The Easy-On Cap, Part of Eaton History

Eaton has manufactured parts for automobiles since the early days of the American automobile industry. The company was initially founded in 1911 by Joseph Oriel Eaton as Torbensen Gear and Axle Company to manufacture the first gear-driven truck axle. Originally located in New Jersey, the company moved to Cleveland in 1915. In 1916, it was incorporated as the Torbensen Axle Company.

The old cap pictured above is interesting for the inscription on the inside which is a part of Eaton’s history and also helps to pinpoint the date of manufacture.
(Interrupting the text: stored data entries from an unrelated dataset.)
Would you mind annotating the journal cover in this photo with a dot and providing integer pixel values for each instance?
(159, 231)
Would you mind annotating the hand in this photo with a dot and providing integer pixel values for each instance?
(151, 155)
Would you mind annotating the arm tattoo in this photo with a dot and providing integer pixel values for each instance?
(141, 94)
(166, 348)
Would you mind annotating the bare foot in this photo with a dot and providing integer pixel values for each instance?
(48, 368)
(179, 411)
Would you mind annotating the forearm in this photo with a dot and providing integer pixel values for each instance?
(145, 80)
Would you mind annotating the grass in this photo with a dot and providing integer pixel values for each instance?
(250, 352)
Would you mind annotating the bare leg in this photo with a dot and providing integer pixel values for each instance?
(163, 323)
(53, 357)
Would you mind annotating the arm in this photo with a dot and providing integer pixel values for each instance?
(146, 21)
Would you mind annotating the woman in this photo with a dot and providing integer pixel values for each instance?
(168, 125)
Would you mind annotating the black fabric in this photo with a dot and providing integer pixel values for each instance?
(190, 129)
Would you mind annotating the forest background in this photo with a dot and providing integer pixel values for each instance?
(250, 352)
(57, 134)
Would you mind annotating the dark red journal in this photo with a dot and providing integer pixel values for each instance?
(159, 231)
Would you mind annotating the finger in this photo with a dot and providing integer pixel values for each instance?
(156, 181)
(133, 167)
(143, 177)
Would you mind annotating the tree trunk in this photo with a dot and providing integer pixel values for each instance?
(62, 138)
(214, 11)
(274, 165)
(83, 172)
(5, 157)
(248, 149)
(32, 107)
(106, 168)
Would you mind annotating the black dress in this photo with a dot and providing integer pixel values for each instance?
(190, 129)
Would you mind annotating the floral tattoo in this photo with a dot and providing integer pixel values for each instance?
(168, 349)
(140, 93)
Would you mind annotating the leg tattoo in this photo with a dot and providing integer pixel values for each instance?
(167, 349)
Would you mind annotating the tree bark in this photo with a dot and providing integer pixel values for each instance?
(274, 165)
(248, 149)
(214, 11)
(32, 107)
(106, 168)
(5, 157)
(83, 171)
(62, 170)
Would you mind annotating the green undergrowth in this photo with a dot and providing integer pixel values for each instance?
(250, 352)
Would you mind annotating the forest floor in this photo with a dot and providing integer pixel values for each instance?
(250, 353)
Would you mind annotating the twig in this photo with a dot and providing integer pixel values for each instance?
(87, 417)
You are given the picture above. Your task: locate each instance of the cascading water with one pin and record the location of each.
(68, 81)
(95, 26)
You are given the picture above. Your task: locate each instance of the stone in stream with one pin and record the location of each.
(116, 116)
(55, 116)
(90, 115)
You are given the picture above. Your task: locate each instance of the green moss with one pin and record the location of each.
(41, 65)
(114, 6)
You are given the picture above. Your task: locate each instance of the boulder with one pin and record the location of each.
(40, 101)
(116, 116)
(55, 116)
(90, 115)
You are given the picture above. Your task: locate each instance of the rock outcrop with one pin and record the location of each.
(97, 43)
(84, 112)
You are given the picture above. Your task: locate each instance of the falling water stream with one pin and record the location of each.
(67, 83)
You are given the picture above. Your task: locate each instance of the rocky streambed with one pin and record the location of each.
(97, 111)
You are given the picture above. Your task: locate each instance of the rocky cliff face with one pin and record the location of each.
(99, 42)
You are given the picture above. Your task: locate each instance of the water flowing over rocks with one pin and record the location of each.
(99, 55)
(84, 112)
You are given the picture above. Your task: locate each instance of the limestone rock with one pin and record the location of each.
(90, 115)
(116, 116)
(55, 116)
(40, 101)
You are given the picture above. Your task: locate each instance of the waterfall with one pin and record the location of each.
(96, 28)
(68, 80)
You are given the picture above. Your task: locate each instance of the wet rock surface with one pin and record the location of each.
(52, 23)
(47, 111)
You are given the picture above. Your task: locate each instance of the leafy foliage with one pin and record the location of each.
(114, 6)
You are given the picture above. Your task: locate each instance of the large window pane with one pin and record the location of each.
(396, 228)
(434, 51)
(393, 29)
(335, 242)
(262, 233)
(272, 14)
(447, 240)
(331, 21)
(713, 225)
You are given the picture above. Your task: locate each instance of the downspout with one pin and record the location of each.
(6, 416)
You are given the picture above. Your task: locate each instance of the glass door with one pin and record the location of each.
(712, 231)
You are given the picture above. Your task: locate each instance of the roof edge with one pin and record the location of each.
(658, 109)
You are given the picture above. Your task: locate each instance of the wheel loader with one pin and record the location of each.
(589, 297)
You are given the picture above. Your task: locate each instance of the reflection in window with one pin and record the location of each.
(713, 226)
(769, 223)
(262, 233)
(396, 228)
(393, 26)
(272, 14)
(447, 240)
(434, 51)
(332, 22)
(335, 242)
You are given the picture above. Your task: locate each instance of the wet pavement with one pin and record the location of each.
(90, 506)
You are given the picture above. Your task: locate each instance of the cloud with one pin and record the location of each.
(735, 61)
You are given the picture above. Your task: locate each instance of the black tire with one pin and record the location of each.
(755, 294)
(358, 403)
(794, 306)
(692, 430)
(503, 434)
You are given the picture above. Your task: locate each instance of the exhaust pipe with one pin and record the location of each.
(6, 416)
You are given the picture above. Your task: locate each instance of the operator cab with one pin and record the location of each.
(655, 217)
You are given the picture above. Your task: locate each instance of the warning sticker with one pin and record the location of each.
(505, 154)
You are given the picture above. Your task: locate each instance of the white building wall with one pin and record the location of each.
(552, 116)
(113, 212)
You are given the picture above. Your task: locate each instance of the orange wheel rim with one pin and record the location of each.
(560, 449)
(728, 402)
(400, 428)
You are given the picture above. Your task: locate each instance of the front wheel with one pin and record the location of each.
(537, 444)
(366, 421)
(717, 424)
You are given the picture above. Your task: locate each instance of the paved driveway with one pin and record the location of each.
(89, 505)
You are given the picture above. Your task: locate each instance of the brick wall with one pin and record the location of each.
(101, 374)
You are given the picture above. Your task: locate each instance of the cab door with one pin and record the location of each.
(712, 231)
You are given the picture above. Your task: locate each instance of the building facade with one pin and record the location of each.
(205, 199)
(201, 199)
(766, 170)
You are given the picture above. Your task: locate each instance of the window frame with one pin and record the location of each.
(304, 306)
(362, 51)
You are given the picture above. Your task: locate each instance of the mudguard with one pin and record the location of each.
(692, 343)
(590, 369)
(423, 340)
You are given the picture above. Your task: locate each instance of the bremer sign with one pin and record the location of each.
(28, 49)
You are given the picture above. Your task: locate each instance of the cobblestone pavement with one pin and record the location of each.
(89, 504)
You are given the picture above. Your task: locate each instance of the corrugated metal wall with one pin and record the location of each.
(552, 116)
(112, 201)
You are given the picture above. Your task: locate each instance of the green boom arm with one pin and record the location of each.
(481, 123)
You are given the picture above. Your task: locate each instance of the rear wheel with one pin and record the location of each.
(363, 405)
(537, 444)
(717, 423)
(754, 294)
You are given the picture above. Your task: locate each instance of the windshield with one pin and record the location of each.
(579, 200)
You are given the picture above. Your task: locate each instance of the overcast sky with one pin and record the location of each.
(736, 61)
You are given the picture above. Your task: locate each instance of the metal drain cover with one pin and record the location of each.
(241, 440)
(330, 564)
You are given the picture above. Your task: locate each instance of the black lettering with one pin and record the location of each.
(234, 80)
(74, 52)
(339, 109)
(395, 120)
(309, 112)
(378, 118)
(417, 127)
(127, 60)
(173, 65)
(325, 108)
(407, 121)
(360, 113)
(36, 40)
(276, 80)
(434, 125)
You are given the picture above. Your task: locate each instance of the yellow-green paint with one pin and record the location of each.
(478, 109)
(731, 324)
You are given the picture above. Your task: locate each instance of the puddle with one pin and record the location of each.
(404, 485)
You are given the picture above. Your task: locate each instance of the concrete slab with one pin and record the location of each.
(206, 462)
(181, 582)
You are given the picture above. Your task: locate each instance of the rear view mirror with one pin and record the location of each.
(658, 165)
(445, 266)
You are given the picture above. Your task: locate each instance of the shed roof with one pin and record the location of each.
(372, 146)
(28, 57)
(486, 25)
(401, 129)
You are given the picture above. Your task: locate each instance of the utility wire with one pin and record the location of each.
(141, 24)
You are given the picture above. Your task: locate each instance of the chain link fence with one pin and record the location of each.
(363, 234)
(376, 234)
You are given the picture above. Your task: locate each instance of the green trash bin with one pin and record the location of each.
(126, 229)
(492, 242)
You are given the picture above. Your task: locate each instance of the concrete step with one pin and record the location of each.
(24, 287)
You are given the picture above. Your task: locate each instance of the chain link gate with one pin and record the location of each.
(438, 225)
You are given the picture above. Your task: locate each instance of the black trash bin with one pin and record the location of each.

It is difficult to make out in the photos, but it reads, “THE EATON AXLE & SPRING CO. EASY-ON CAP DIV.”

The Torbensen Axle Company had become the Eaton Axle & Spring Company in 1923. Throughout the twenties and thirties, the company acquired other concerns involved in the automotive business, and one of those acquisitions was the Easy-On Cap Company. The Easy-On Cap had been invented by Dr. J. S. Reid of the Cleveland Health Department who had been looking for something more efficient than the threaded cap and came up with the Easy-On which was fastened by a simple half-turn. When Eaton purchased the company in July of 1928, the company was making about one million caps per month including gas, radiator, and oil caps. The Eaton company underwent another name change in 1932 when it became the Eaton Manufacturing Company, so the cap pictured must have originated sometime between the 1928 purchase of Easy-On Cap and the 1932 name change from Eaton Axle and Spring.

The Metal Polisher’s Union was apparently peeved at Easy-On for some reason in 1929, but Easy-On was in good company with Stant, Louisville Slugger and Winchester Repeating Arms also appearing on the Union’s plaintive “We Do Not Patronize” list:

The 1926 Nash came equipped with Easy-On oil and gas caps, and one automobile that featured a stock Easy-On radiator cap was the Silver Anniversary 1929 Buick.

By 1934, it was reported that one-third of American automobile manufacturers used Eaton bumpers, springs, and valves. A 1961 story about the company’s 50th anniversary said there was at least one Eaton-made part in every American-made truck and car on the road. The Eaton company underwent additional name changes before becoming the Eaton Corporation in 1971, but whatever it calls itself, it has played an important role in the history of the American automobile.